小兔新郎(40)
“所以这个‘猎巫游戏’有齐文语参与吗?或是说,是齐文语主导的?也不能排除白卯就此报复吧?”李警官依旧依依不饶。
“不会。这个倒不是说白卯超级擅长忍气吞声,或是胆小如鼠不敢做出这种事什么的。而是那群人中,唯独齐文语会站出来为他说话啊。其实,根据当时我的观察,即使白卯都对所有人都没有什么好态度,但他依旧能和齐文语心平气和地说话。”
“还有你。”李警官玩味地看向郎景行。
“啊?”
“我说,他能心平气和说话的人,还有你一个。要不然你也不会知道这么多内情。”
郎景行调整表情:“这能算什么内情?只是但凡心向正义,仔细观察下周围人,细致了解下前因后果,就能自己调查清楚的程度。他们霸凌的时候打的虽然是正义旗号,但实际深处其中的时候,就会发现他们很多逻辑不通的地方。多数时候都像看表演夸张的舞台剧一样。”
“但是,你和白卯的关系其实是很好吧?你只是为了让我不觉得你在故意说他好话,所以努力撇清关系吧?”李警官依旧兴致盎然地看着郎景行。
郎景行深吸口气,坚持:“我没有故意撇清关系,你见过十年没联系的关系好的人吗?”
李警官不在意地耸耸肩:“这有什么,我和我大学的死党有十五年没联系了,自从他出国之后,就开始渐行渐远,但是我依旧记得和他在一起时有多开心。”
郎景行摇摇头:“我和他的关系,没法亲近。我们永远无法成为好朋友。”
白卯和郎景行一起行动,把客厅的沙发拼在一起、用屏风隔断。郎景行还给他抱来很多备用的被褥和抱枕,弥补缺失的床垫。布置一番之后,原本商务精英范的高冷客厅变得随性凌乱,但却带有一种特有的温馨舒适,让人感到亲近放松。

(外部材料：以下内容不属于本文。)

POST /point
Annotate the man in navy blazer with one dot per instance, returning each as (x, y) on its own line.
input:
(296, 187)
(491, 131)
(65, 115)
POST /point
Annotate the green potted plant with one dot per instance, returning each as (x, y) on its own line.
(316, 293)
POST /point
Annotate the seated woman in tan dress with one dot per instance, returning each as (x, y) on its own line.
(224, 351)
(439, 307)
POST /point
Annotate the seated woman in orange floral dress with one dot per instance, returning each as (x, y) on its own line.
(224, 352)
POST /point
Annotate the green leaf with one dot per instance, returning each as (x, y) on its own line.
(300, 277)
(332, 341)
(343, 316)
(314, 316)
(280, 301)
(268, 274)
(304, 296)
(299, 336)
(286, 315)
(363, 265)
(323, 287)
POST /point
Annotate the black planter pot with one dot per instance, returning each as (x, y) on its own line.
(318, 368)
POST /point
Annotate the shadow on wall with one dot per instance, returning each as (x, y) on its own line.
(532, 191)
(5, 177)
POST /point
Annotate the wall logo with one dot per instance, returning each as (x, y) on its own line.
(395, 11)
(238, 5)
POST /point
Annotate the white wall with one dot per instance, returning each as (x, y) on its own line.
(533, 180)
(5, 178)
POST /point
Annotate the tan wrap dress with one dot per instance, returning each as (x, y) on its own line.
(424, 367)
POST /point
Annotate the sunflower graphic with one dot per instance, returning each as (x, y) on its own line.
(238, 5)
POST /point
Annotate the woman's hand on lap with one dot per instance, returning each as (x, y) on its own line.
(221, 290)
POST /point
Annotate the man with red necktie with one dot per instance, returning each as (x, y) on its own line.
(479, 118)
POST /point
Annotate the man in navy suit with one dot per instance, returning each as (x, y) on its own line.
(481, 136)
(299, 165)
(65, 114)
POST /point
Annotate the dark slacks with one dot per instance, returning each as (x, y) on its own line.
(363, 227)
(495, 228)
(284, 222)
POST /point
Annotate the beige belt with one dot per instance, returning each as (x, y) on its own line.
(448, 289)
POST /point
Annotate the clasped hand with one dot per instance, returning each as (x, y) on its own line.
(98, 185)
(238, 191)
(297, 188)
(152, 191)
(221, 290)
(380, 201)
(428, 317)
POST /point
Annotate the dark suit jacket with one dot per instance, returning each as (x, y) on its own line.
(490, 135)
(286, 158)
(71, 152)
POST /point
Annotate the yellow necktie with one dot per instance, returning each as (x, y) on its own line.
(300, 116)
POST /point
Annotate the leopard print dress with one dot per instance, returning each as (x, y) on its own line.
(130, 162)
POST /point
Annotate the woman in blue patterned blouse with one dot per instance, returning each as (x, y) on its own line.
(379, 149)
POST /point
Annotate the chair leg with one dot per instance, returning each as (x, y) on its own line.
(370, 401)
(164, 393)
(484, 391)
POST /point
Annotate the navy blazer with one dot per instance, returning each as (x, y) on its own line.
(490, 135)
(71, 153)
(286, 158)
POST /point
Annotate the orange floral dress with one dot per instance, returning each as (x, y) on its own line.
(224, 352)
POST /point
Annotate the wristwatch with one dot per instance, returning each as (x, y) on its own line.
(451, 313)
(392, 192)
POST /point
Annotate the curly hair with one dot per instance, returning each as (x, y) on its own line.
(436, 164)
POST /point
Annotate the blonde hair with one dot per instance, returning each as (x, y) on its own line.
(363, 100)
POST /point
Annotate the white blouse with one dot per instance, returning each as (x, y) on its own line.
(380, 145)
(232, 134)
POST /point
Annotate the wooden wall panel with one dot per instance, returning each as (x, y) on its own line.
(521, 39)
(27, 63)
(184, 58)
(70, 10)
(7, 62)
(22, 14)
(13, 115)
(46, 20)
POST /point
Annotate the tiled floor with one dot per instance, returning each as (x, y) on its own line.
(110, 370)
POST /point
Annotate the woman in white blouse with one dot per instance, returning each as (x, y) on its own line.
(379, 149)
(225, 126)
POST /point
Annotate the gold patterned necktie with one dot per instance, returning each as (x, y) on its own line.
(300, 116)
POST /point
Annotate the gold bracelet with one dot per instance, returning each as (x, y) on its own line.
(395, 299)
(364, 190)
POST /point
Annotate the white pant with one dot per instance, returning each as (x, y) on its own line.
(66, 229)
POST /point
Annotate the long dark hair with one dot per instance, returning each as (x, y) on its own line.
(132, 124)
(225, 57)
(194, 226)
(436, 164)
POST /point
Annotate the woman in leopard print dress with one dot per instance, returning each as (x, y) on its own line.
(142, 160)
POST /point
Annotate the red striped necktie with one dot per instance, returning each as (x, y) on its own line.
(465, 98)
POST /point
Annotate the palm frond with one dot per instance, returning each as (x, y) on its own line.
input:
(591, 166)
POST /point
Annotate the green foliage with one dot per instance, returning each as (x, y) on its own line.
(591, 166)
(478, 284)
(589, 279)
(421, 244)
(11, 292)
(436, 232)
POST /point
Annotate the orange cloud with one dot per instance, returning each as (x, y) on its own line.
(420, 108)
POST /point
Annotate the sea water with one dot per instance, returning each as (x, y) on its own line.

“看起来真不错,我都有点羡慕你了。”郎景行叉腰看着他和白卯二人的杰作,出言感慨。
“哈哈,那我也不会让给你,你就认命去睡卧室吧。”
“那偶尔来坐坐可以吗?”
“行,你敲门我就让你进。”
郎景行敲了敲屏风。
“请进。”
两人都不约而同笑出声。
白卯吐槽:“像扮家家酒一样。好幼稚。”
郎景行不服气:“谁起的头?”
白卯笑着看向窗外:“真美啊,视角真的太好了。如此冬日肃杀的清晨也好看。”
“是啊,之前自己住的时候还没好好看过窗外的景色。我还没你这种耽于奔波的人擅长发现生活里的美景。”
“没关系,以后我看到什么好东西都叫你一起。”
以后……郎景行思绪暂顿。
“明天,也就是今天晚上,不知道江森还要不要临时工,感觉他们最近的活儿越来越少。”
郎景行听白卯已经换了话题,赶紧跟上:“是啊。”
“也没关系,着手做其他打算就好。我问问经理其他地方有没有招日结的。困了,你也早点睡吧。”
“嗯,晚安。啊不是,应该说早安?也不对。”
“哈哈,安。”
郎景行看白卯回复完自己,裹着被子秒入睡,也起身回了自己卧室。
两人在昏暗的下午四点醒来,果然从人事经理那儿得知江森精密部件厂半个月以内都不会再招临时工了。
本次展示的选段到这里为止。